Yıllar önce yaptığım bir röportajda(BU SABAH programı-Kanal 6 1994 ) Dünyanın bir çevre felaketine doğru hızla yol aldığını söylerken, Türkiye’nin üç önemli çevre sorunu olduğunu belirtiyordu. O’na göre bunlar,  erozyon, çarpık kentleşme-sanayileşme ve yanlış su kullanımıydı. Ne kadar haklı olduğunu aradan geçen 25 yıl göstermiştir herhalde.

Karaca, ‘doğaya zarar vermeyelim, gerekirse bilimden teknolojiden uzak yaşayalım’ felsefesinde olan bir doğa tutkunu değildi. O, “doğadan bir alıyorsan üç koymalısın” diyordu.
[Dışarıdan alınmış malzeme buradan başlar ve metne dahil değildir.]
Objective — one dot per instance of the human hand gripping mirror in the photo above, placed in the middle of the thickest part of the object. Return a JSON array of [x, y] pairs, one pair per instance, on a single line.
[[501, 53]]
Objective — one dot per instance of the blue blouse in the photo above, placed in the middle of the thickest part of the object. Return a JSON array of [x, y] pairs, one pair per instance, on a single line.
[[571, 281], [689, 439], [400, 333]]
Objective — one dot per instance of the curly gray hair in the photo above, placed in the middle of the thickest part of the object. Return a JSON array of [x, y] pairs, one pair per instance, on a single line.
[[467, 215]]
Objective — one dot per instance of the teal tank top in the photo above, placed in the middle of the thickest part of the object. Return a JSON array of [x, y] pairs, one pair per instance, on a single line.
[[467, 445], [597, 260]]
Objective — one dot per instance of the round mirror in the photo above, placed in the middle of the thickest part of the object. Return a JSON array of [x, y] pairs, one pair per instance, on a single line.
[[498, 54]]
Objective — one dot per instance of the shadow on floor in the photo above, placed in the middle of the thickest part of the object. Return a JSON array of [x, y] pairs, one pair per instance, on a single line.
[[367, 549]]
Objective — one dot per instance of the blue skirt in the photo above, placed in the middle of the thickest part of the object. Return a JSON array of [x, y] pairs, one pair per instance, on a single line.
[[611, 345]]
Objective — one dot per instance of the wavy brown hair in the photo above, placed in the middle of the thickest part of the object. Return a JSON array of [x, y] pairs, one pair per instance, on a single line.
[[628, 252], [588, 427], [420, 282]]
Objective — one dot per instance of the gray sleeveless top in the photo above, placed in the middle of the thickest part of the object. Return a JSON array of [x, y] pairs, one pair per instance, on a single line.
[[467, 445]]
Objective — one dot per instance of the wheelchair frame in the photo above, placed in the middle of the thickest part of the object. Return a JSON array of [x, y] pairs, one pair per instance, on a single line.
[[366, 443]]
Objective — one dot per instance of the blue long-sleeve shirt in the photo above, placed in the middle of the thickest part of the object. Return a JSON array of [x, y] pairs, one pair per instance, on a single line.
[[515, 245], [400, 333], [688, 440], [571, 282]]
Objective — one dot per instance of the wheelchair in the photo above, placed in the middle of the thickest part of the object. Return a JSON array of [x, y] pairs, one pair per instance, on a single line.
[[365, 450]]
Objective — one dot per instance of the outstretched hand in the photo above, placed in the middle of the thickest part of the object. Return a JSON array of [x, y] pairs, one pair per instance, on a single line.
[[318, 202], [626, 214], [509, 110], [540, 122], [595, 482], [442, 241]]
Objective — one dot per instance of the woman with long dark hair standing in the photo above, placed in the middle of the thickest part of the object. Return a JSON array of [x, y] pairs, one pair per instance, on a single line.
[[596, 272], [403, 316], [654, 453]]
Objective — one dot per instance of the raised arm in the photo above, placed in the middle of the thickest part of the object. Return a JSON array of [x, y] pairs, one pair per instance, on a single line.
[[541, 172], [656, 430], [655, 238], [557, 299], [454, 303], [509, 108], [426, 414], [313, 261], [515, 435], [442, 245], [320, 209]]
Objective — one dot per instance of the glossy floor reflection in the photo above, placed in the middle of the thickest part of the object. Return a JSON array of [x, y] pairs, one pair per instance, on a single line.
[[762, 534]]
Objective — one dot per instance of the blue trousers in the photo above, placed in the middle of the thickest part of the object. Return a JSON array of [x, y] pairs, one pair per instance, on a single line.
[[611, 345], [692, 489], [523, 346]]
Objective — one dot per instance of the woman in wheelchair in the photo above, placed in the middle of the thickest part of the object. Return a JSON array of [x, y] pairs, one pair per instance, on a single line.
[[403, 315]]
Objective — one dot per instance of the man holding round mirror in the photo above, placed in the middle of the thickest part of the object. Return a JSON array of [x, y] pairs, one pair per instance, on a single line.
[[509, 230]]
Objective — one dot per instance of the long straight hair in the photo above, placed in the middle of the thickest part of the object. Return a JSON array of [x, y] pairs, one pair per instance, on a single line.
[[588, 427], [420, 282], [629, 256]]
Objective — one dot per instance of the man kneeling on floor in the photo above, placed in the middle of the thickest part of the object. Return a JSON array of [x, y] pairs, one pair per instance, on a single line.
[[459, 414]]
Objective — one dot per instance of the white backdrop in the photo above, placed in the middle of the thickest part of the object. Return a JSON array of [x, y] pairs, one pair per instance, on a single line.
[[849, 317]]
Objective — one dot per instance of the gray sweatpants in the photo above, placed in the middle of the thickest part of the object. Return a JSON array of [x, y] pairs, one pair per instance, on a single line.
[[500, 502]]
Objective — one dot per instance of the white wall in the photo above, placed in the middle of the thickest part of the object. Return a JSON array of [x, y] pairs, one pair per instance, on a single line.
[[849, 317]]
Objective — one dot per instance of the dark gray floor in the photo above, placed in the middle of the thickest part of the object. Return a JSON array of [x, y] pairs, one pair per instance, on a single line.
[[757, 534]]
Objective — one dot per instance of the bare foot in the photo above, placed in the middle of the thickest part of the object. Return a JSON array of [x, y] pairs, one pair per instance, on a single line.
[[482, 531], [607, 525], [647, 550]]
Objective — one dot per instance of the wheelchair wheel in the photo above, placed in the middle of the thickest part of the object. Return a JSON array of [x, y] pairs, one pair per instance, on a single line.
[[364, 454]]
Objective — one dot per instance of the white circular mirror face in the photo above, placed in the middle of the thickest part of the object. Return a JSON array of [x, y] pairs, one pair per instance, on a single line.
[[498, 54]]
Doğu Karadeniz Bölgesinde yapılan HES projeleri için kendisinden görüş aldığımda, bu projelere şiddetle karşı çıkmış, Türkiye’nin enerji sorununu rüzgar ve güneş enerjisiyle çevreyi kirletmeden çözebileceğini  yıllar önce söylemişti. “Türkiye, güneş ve rüzgar ülkesi, devletin de girişimcilerin de bu yönde çözüm üretmeleri lazım” demişti.

Kanal İstanbul tartışmaları Karaca’yı hasta yatağında yakaladı. Ayakta olsaydı mutlaka tartışmalara katılır, çok bilinen  ‘Başka İstanbul yok’ sözünü doğa filozofu tavrıyla başka türlü ifade ederdi.

KARACA’NIN BİZLERE MİRASI

Cumhuriyet tarihimize kalıcı iz bırakan insanların başında gelen Karaca, masa başında ahkam kesenlerden değildi,  sağlığı el verdiği sürece, başta okullar olmak üzere her yerde konferanslar verdi, ağaç ve toprak sevgisini özellikle çocuklara aktarmanın çabası içinde oldu.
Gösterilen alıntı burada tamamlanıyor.